Contracting structures tighten (take-or-pay, firmness premiums) – Contracting terms tighten when sellers are unwilling to guarantee firm supply without stronger commitments. Pipelines, producers, and utilities respond to reliability risk by requiring longer tenors, take-or- pay provisions, or firmness premiums. Buyers accept these terms to secure certainty when spot markets alone cannot deliver reliability.

Higher required returns for infrastructure – Infrastructure investment slows unless capital providers are compensated for higher risk. When long-term prices are low and regulatory or market uncertainty is high, investors require higher returns before funding pipelines, storage, or generation. This raises the cost of infrastructure and limits expansion until returns are sufficient.
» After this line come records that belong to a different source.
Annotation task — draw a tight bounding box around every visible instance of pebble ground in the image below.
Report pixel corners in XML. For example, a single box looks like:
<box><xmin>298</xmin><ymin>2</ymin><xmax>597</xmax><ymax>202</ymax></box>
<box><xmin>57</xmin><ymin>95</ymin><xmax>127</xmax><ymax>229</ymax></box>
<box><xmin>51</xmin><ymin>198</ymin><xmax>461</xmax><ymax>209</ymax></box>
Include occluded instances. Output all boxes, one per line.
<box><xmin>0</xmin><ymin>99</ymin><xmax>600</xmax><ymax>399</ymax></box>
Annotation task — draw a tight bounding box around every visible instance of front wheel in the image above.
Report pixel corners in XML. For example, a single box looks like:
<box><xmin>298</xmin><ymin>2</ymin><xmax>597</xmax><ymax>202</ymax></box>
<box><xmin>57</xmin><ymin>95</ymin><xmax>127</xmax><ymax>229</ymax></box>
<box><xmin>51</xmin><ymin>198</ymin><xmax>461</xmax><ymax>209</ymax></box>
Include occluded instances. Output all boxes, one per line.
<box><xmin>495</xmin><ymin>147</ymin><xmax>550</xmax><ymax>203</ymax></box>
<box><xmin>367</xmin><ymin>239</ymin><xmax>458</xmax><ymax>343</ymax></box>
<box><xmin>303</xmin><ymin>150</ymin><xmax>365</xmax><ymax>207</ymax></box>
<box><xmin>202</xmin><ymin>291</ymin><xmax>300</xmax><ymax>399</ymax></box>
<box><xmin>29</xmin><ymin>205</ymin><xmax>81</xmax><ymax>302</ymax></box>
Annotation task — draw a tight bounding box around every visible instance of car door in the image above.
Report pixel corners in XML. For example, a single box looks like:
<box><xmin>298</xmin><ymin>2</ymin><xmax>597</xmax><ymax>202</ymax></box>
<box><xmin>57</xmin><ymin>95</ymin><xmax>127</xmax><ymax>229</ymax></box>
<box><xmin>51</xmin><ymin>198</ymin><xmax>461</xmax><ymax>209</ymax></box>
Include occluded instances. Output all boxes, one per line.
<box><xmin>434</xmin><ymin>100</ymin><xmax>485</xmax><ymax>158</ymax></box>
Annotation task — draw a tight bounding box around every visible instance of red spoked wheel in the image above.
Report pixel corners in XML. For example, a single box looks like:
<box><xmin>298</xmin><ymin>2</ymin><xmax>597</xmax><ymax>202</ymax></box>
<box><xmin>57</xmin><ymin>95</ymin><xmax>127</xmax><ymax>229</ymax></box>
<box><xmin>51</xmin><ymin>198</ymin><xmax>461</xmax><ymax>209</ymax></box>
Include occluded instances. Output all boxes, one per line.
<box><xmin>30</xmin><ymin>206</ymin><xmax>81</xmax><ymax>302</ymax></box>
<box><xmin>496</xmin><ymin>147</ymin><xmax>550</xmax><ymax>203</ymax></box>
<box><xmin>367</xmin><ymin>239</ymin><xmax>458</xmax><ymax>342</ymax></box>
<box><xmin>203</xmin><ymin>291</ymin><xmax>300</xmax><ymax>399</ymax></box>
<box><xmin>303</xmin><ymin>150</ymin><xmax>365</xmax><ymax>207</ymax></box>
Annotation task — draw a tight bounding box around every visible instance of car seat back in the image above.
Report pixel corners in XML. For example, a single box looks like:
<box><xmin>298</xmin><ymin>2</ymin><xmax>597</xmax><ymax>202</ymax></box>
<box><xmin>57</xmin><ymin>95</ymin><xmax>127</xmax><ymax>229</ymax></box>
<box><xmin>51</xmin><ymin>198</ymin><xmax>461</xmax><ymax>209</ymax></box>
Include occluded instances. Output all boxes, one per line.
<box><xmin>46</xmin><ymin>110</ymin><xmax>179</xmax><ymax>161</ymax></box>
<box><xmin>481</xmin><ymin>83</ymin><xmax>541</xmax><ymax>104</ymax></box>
Load pays more for firmness – End users ultimately pay more when reliability becomes scarce. Large customers such as LNG exporters, power generators, and data centers face higher delivered gas costs, premium firm transportation, or the need to self-supply. Reliability shifts from being assumed to being explicitly priced and paid for by load.

Strategic implications for energy leaders​​

Natural gas demand is rising, and reliability expectations are increasing, but supply and infrastructure expand only with strong price and contracting signals. This disconnect complicates both affordability and reliability, leaving energy leaders to manage the tension between near-term affordability and long-term reliability through planning, contracting, and capital decisions.

Implications for utilities​
– Reliability risk increases: Gas remains critical to resource adequacy as load growth outpaces firm capacity and transmission.​

– Firm supply costs require as much attention as commodity costs: Greater emphasis on firm supply, longer tenors, and deliverability.​

– Hedging strategies must adapt: More exposure to volatility and basis risk as supply response lags demand.

Implications for investors and independent​ power producers
– Fuel and deliverability risk directly affect project economics: Assets without firm gas or transport face greater downside during stress events.​

– Capital becomes selective: Projects with weak contracting or exposure to congestion struggle to attract low-cost capital.​

– Valuation depends on risk profile: Returns increasingly reflect risk allocation, not just market prices.